Proposition n°3: Favoriser l’investissement en actions de l’assurance-vie, par le succès d’Euro-croissance 

Cette fois, Villeroy envoie un joli mot de remerciement à Moscovici, son camarade de promotion inventeur de l’Eurocroissance. Cette formule qui prétend concilier avantages de l’assurance-vie et investissement en actions est une construction purement théorique dont la crise chinoise vient de balayer les derniers espoirs, mais ça fait toujours du bien de faire un petit compliment aux amis. 

Proposition n°4: Recréer une instance internationale d’évaluation des effets des règles prudentielles bancaires 

Encore un beau cadeau aux banques françaises qui s’estiment pénalisées par les règles de Bâle III. Villeroy parle ici en futur gouverneur de la Banque de France et nous livre l’un des axes centraux de son action: assouplir les règles prudentielles appliquées aux banques en obtenant à terme une norme Bâle IV plus favorable. 

Proposition n°5: pour un continuum des instruments de dette, promouvoir une titrisation sécurisée, les placements privés et des plateformes de prêts directs 

Ce charabia reprend la marotte absurde de Christian Noyer consistant à relancer la titrisation. Ce mécanisme, à l’origine de la crise de 2008, est simple à comprendre: une banque accorde un prêt à une entreprise, puis elle charge une autre entreprise financière de recouvrer ce prêt moyennant un rachat de portefeuilles. Ce système conduit donc les banques à accorder des prêts en accordant une attention très limitée à la solvabilité de son client: elle ne supporte en effet plus le risque de défaut. 

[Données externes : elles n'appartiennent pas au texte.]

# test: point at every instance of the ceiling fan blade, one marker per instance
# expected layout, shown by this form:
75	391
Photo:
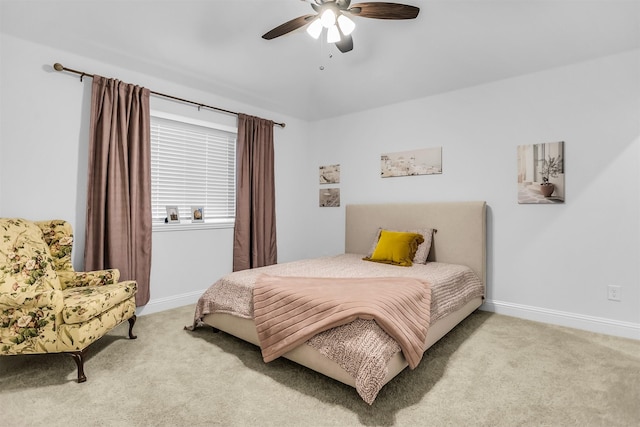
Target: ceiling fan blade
384	10
345	44
288	26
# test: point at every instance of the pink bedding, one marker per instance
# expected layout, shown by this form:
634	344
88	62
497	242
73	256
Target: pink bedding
361	347
290	310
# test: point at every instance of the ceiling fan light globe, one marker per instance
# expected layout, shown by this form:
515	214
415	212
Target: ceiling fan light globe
328	18
346	25
333	35
315	29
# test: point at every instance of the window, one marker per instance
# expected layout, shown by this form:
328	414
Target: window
192	164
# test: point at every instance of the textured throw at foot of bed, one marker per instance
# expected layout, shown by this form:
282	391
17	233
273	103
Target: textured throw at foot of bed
290	310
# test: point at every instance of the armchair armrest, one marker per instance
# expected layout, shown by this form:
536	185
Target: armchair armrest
27	300
89	278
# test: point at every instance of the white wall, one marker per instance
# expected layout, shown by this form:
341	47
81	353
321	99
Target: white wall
44	152
546	262
549	263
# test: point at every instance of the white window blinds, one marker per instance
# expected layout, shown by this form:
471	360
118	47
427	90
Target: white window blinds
192	164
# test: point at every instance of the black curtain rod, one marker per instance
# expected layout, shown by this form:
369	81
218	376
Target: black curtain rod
59	67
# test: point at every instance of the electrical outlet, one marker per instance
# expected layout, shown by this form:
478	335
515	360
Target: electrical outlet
614	292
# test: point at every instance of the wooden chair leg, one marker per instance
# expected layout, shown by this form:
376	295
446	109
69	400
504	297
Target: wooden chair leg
132	321
78	357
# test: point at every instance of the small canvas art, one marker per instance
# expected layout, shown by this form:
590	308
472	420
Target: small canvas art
329	174
329	197
427	161
541	173
173	215
197	214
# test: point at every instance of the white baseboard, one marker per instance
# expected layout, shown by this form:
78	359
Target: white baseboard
167	303
578	321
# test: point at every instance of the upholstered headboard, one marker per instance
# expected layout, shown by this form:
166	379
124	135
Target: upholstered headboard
461	237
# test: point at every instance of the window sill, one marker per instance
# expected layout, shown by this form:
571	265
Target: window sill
190	226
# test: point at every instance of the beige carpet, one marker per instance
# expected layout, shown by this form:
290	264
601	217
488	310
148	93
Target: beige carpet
492	370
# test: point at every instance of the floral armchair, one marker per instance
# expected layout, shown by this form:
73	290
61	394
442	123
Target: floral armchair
47	307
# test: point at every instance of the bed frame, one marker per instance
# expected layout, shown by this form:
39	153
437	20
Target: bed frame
460	239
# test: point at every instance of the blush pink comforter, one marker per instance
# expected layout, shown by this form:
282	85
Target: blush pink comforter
290	310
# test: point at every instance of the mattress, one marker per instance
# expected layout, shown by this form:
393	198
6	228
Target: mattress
362	342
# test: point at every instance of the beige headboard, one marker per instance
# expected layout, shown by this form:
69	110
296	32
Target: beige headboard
461	237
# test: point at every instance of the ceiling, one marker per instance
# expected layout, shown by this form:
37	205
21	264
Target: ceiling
216	46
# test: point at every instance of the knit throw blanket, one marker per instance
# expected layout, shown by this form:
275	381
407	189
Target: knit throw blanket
290	310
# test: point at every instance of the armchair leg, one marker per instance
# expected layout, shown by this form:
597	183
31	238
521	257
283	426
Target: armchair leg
78	357
132	321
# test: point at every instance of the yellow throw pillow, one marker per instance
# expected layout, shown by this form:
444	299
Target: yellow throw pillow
396	247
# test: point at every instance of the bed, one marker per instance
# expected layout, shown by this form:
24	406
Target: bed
458	247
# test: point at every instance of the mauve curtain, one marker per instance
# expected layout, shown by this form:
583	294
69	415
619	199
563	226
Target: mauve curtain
255	227
118	229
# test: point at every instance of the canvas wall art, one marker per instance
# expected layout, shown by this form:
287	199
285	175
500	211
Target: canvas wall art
329	174
427	161
329	197
541	173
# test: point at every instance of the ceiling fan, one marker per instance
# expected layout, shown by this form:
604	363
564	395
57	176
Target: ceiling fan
334	16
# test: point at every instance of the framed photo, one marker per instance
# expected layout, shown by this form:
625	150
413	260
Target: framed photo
541	173
173	215
197	214
329	174
427	161
329	197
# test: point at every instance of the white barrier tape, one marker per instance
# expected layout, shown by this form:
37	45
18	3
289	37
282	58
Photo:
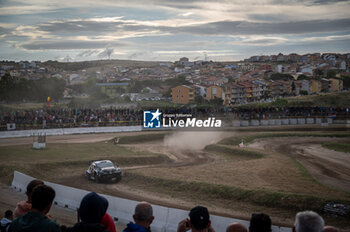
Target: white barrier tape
166	219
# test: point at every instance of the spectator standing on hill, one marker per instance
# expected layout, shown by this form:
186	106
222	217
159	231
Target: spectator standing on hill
24	206
6	221
308	221
330	229
108	222
143	218
36	220
92	208
260	223
236	227
199	221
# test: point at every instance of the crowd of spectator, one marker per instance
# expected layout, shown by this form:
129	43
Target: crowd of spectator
93	217
67	117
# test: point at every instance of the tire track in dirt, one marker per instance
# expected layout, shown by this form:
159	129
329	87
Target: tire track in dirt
329	167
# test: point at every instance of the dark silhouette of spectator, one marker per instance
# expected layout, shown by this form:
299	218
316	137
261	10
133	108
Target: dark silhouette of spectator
260	223
330	229
108	222
143	218
308	221
199	221
6	221
36	220
236	227
24	206
91	211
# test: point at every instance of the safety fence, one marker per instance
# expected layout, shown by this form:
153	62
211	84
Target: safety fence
166	219
68	131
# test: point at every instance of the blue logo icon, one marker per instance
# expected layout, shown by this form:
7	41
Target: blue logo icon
151	119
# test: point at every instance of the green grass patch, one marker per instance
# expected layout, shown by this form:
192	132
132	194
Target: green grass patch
250	138
204	191
342	147
75	156
142	138
228	151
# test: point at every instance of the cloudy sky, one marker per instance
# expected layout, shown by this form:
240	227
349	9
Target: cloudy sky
221	30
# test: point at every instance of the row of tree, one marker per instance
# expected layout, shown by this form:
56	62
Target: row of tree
18	89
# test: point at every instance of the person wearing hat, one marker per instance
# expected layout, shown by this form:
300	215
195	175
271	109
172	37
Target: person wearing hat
143	218
199	221
92	208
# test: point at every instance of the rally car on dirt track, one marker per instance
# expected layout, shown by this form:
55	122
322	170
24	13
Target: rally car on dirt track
103	170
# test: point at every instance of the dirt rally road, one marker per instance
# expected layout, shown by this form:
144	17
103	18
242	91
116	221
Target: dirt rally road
329	167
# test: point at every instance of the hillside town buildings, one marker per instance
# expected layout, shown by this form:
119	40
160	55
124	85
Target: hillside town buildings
256	79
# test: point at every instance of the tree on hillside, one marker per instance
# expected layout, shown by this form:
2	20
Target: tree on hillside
281	76
303	77
318	72
331	73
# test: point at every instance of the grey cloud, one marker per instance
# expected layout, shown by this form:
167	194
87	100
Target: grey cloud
139	54
5	31
214	28
87	53
106	53
251	28
69	44
307	2
80	26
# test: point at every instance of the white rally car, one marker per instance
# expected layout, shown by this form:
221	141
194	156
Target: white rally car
103	170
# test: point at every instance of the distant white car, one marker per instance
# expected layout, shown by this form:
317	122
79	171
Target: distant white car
103	170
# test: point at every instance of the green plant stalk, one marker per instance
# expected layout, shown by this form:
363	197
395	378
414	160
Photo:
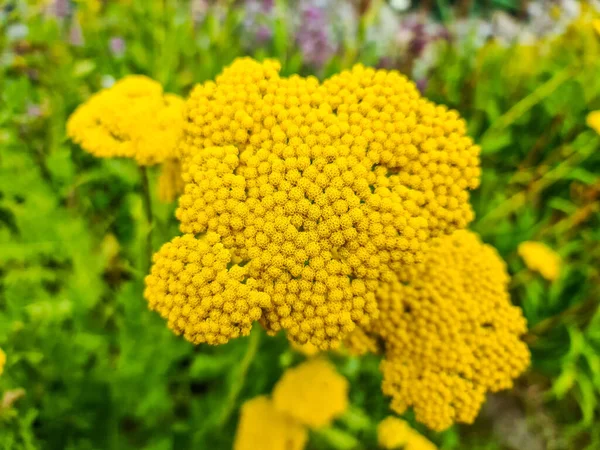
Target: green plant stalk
147	202
238	383
337	439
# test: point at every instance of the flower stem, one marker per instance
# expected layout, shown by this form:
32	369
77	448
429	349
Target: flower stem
147	201
240	377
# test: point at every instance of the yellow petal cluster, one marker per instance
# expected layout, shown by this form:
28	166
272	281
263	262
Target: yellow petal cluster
451	332
263	427
540	258
394	433
192	285
170	183
593	121
322	190
2	360
132	119
313	393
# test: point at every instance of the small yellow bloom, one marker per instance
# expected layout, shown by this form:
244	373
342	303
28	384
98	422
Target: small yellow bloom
394	433
132	119
2	360
538	257
593	121
451	333
313	393
263	427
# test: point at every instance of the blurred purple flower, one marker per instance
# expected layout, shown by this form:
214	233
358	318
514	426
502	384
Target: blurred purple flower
263	34
314	35
117	46
258	15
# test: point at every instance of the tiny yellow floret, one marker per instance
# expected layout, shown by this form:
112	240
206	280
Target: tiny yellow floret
2	360
313	393
451	332
540	258
132	119
593	121
263	427
360	342
394	433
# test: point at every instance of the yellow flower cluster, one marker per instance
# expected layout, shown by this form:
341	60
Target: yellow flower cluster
451	332
261	426
132	119
394	433
2	360
192	286
322	190
313	393
540	258
593	121
170	183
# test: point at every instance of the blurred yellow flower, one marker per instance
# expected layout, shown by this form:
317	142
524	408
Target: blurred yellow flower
263	427
593	121
540	258
394	433
451	333
313	393
132	119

Encore une proposition qui vient du lobby bancaire et que la Banque de France endossera une fois Villeroy de Galhau nommé. 

Proposition n° 6 : Réviser Solvabilité 2 en faveur des investissements à risque 

Cette proposition constitue cette fois un petit cadeau aux assureurs qui sont effrayés par le volume de fonds propres nécessaires pour investir en bourse. 

Proposition n°7 : développer l’investissement en fonds propres transfrontières, par des mécanismes innovants 

Il s’git cette fois d’une adresse à Jean-Claude Juncker et à la Commission. Le mécanisme vise en effet à faciliter la mise en place du plan Juncker en matière d’investissement des PME. 

Proposition n°8 : soutenir des actifs européens en faveur des infrastructures de long terme et de la transition énergétique 

Cette mesure devrait faciliter l’affichage écologique du gouvernement à l’horizon de la COP21. Nul doute que le Président de la République, qui parie sur cette conférence pour redorer son blason parmi les écologistes, aura apprécié la mention. 

Proposition n°9 : mandater trois task-forces dédiées à trois chantiers structurels de convergence : droit des faillites ; informations sur les PME et scoring de crédit ; protection des consommateurs 

Cette proposition très européenne vise à donner du contenu à la “convergence structurelle” en matière financière souhaitée par François Hollande. Là encore, merci à la main qui donne à manger. 

Proposition n°10 : renforcer la supervision européenne des marchés 

Et un ultime cadeau aux banquiers français, qui trouvent que l’Union Européenne ne se fait pas assez entendre à Bâle pour protéger leurs intérêts, alors que les Anglais et les Allemands y sont entendus. Une fois de plus, la technostructure française imagine que l’intégration européenne lui permettra de peser plus efficacement. 

Villeroy a donc bien travaillé, et chacun est reparti avec son petit (ou gros) cadeau. On ne pouvait évidemment pas manquer la déclaration faîtière de l’intéressé, qui illustre assez bien la pensée strauss-kahnienne au pouvoir: “Nous n’avons pas besoin de grand soir fiscal en France, nous n’avons pas besoin de changement de traités en Europe, il faut que nous nous mobilisions collectivement avec les autres Etats membres pour mieux utiliser ces ressources”. 

Contre vents et marées, la technostructure continue sa stratégie europhile et immobiliste de l’autruche.